Assumptions of Linear Regression Model

There are the five major assumptions:

1. Linear relationship: There should be a linear and additive relationship between the dependent (Y) variable and the independent (X –> x1,x2,x3,…) variable(s). A linear relationship suggests that a change in response Y due to one unit change in x1 is constant, regardless of the value of x1. An additive relationship suggests that the effect of x1 on y is independent of other variables (x2,x3,…).

2. No or little multicollinearity: The independent variables (x1,x2,x3,…) should not be correlated. The presence of correlation in independent variables leads to Multicollinearity. If variables are correlated, it becomes extremely difficult for the model to determine the true effect of independent variables on the response variable, Y.

Multicollinearity can be detected using the Variance Inflation Factor (VIF).
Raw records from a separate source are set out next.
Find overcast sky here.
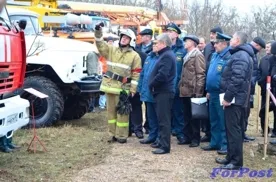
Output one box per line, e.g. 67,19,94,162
188,0,276,14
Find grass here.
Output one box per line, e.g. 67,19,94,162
0,95,276,182
0,113,110,182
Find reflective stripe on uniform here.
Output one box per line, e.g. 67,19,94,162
0,35,6,62
5,36,11,62
106,61,130,69
130,80,138,85
108,119,116,124
100,85,129,94
117,121,128,128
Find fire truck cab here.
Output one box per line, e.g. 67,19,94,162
0,6,30,138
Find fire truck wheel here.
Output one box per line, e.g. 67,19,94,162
19,76,64,128
62,94,92,120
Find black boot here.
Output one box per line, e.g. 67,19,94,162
0,136,12,153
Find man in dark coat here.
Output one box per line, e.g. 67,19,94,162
216,32,254,170
135,29,153,134
269,41,276,145
167,23,187,144
244,37,265,142
129,50,147,139
201,26,223,142
257,41,276,138
149,33,176,154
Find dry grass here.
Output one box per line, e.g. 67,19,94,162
0,113,110,182
0,98,276,182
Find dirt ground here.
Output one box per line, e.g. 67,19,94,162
0,107,276,182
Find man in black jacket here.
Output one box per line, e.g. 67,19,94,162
244,37,265,142
201,26,223,142
257,41,276,138
149,33,176,154
135,28,153,134
216,32,254,170
129,50,147,139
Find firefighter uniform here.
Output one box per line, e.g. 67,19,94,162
95,29,141,141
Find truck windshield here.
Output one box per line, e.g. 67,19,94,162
10,15,41,35
0,7,11,26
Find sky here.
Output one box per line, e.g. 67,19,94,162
188,0,276,14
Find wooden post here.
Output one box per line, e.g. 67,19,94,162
256,86,262,133
263,76,271,160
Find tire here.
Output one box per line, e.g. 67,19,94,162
19,76,64,128
62,94,92,120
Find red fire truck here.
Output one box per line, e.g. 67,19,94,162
0,5,30,138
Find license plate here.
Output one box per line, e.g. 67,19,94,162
7,114,18,124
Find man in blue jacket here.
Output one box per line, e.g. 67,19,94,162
149,33,176,154
216,32,254,170
138,44,159,147
167,23,187,143
202,32,231,154
243,37,265,142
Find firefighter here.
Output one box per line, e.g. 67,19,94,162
95,25,141,143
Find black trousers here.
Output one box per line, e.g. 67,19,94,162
259,95,276,134
154,93,174,151
183,97,200,143
243,99,251,136
224,105,245,166
144,104,150,130
129,93,143,133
VIF of any independent variable (x1) is the ratio of the variance of its estimated coefficient in the full model to the variance of its estimated coefficient when it was fit alone.

Usually, a VIF value of above 5 or 10 is taken as an indicator of multicollinearity. A VIF of 1 indicates no presence of multicollinearity. The simplest way of getting rid of multicollinearity is to discard the independent variable with a high value of VIF.

3. No auto-correlation: There should be no correlation between the residual terms. A residual is the vertical distance between a data point and the regression line. Each data point has one residual. Residual of one observation should not predict the next observation. The Presence of correlation in error terms is known as Autocorrelation.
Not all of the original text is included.